In [98]:
import numpy as np
from sklearn.model_selection import train_test_split
from sklearn.metrics import mean_squared_error

# np.random.seed(0)
np.random.seed(69)
# Load training and testing data
X_train = np.loadtxt('X_train.csv', delimiter=',', skiprows=1)
X_test = np.loadtxt('X_test.csv', delimiter=',', skiprows=1)
y_train = np.loadtxt('y_train.csv', delimiter=',', skiprows=1)[:,1]

X, Xt, y, yt = train_test_split(X_train, y_train, test_size=0.2) # random_state=0

def rmse(y_true, y_pred, *args, **kwargs):
    return np.sqrt(mean_squared_error(y_true, y_pred, *args, **kwargs))

# Fit model and predict test values
y_pred = np.random.randint(y_train.min(), y_train.max(), X_test.shape[0])

X_test.shape

(41, 6)

In [99]:
# random forest reg
from sklearn.ensemble import RandomForestRegressor

reg = RandomForestRegressor(n_estimators=30, max_depth=None).fit(X, y)

yp = reg.predict(X)
print("train")
print(rmse(y, yp))
ytp = reg.predict(Xt)
print("test")
print(rmse(yt, ytp))

train
23.806444742901586
test
29.208163641299535


In [45]:
# simple lin reg
from sklearn.linear_model import LinearRegression

reg = LinearRegression(fit_intercept=True, normalize=True).fit(X, y)
print(reg.intercept_)
print(reg.coef_)
yp = reg.predict(X)
print("train")
print(reg.score(X, y))
print(rmse(y, yp))
ytp = reg.predict(Xt)
print("test")
print(reg.score(Xt, yt))
print(rmse(yt, ytp))

-46.02048895300834
[0.04258486 0.01720842 0.00372654 0.69482286 1.70354487 1.37634173]
train
0.8800740843262105
54.538244801464835
test
0.9099016192024215
36.15897266598111


In [192]:
# SVR
from sklearn.svm import SVR
from sklearn.preprocessing import MinMaxScaler

scale = MinMaxScaler((-1, 1))

Xs = scale.fit_transform(X)
Xts = scale.fit_transform(Xt)

reg = SVR(kernel='poly', degree=5, tol=1e-6).fit(Xs, y)
# print(reg.coef_)
print(reg.intercept_)
yp = reg.predict(Xs)
print("train")
print(rmse(y, yp))
ytp = reg.predict(Xts)
print("test")
print(rmse(yt, ytp))

[58.51264669]
train
163.25917066676377
test
124.53793340374547


In [254]:
# ridge regression
from sklearn import linear_model


# X, Xt, y, yt = train_test_split(X_train, y_train, test_size=0.2)

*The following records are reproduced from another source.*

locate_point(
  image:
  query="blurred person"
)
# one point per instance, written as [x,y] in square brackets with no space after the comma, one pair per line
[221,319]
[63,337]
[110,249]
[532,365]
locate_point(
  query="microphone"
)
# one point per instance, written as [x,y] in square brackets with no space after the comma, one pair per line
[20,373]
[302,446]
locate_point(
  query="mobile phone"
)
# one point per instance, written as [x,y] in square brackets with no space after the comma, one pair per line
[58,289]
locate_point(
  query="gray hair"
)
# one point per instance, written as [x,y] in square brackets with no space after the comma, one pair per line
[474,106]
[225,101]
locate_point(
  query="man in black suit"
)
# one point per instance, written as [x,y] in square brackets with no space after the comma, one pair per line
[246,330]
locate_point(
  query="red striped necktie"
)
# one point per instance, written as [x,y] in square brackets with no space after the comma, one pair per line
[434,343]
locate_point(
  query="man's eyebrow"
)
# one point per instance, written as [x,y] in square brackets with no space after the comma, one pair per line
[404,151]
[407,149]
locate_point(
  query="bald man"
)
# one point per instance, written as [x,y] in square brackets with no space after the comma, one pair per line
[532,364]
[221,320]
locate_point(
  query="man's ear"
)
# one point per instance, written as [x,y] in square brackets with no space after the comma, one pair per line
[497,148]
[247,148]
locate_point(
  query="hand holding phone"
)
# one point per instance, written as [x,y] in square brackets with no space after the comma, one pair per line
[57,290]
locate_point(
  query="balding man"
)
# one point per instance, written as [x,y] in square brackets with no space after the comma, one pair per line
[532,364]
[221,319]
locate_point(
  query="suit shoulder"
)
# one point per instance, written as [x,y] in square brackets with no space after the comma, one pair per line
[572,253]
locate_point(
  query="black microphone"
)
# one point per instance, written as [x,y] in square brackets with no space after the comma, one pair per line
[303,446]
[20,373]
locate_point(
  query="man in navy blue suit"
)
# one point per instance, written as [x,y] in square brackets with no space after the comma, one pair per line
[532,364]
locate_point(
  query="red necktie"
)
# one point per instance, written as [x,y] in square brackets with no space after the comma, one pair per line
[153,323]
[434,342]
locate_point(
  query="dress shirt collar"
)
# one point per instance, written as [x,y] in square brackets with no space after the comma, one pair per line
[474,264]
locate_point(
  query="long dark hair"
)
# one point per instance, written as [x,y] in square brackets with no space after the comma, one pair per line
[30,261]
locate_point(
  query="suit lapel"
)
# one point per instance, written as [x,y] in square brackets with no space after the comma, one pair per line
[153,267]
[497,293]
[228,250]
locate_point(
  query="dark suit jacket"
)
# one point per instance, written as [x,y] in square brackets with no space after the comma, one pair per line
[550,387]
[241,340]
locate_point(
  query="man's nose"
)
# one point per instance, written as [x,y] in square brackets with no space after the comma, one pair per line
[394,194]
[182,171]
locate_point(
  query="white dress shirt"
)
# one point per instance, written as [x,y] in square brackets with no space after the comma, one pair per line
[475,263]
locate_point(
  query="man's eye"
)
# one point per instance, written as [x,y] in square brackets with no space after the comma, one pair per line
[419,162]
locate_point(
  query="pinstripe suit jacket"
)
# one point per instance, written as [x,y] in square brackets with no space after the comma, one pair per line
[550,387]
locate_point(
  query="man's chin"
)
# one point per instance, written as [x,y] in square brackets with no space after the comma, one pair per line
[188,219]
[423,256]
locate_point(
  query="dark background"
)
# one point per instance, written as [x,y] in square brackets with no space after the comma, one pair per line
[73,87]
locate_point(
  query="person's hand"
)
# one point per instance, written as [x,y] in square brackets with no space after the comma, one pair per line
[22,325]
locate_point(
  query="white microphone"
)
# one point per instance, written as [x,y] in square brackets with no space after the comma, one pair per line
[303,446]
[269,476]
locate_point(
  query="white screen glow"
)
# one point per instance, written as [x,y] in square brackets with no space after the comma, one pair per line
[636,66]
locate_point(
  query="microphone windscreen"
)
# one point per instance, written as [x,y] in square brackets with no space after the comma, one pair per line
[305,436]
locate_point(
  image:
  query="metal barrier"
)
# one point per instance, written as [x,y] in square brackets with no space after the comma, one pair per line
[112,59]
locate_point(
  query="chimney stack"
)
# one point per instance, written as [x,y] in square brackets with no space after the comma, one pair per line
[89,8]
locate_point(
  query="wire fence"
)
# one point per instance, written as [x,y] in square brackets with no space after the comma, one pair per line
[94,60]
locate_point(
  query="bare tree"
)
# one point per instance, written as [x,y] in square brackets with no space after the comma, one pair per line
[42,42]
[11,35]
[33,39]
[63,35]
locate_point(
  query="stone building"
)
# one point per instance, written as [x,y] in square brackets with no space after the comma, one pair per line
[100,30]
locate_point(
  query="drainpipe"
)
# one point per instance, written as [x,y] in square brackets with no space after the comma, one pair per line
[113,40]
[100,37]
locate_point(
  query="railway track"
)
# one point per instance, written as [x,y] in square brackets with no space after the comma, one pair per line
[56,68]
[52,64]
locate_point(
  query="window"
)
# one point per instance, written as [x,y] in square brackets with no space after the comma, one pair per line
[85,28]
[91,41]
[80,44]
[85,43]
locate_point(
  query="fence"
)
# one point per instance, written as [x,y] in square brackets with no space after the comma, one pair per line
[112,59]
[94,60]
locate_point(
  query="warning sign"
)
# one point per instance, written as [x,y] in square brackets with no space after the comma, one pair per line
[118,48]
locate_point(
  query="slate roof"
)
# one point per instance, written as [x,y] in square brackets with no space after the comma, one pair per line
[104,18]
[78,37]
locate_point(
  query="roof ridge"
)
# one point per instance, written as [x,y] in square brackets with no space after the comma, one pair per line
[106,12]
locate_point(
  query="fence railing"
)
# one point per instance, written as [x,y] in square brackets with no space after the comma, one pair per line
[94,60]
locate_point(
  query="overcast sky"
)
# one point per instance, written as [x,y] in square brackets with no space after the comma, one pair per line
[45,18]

# solver : {‘auto’, ‘svd’, ‘cholesky’, ‘lsqr’, ‘sparse_cg’, ‘sag’, ‘saga’}
reg = linear_model.Ridge(alpha=1, normalize=True, solver='auto').fit(X, y)

print(reg.coef_)
print(reg.intercept_)
yp = reg.predict(X)
print("train")
print(rmse(y, yp))
ytp = reg.predict(Xt)
print("test")
print(rmse(yt, ytp))

[-0.00742821  0.0093737   0.00289606  0.73241582  2.88636839  0.84145589]
0.7307008766147476
train
67.41697548743909
test
38.636265243684456


In [100]:
# Arrange answer in two columns. First column (with header "Id") is an
# enumeration from 0 to n-1, where n is the number of test points. Second
# column (with header "EpiOrStroma" is the predictions.
y_pred = reg.predict(X_test)

test_header = "Id,PRP"
n_points = X_test.shape[0]
y_pred_pp = np.ones((n_points, 2))
y_pred_pp[:, 0] = range(n_points)
y_pred_pp[:, 1] = y_pred
np.savetxt('reg1_sub.csv', y_pred_pp, fmt='%d,%f', delimiter=",",
           header=test_header, comments="")

# Note: fmt='%d' denotes that all values should be formatted as integers which
# is appropriate for classification. For regression, where the second column
# should be floating point, use fmt='%d,%f'.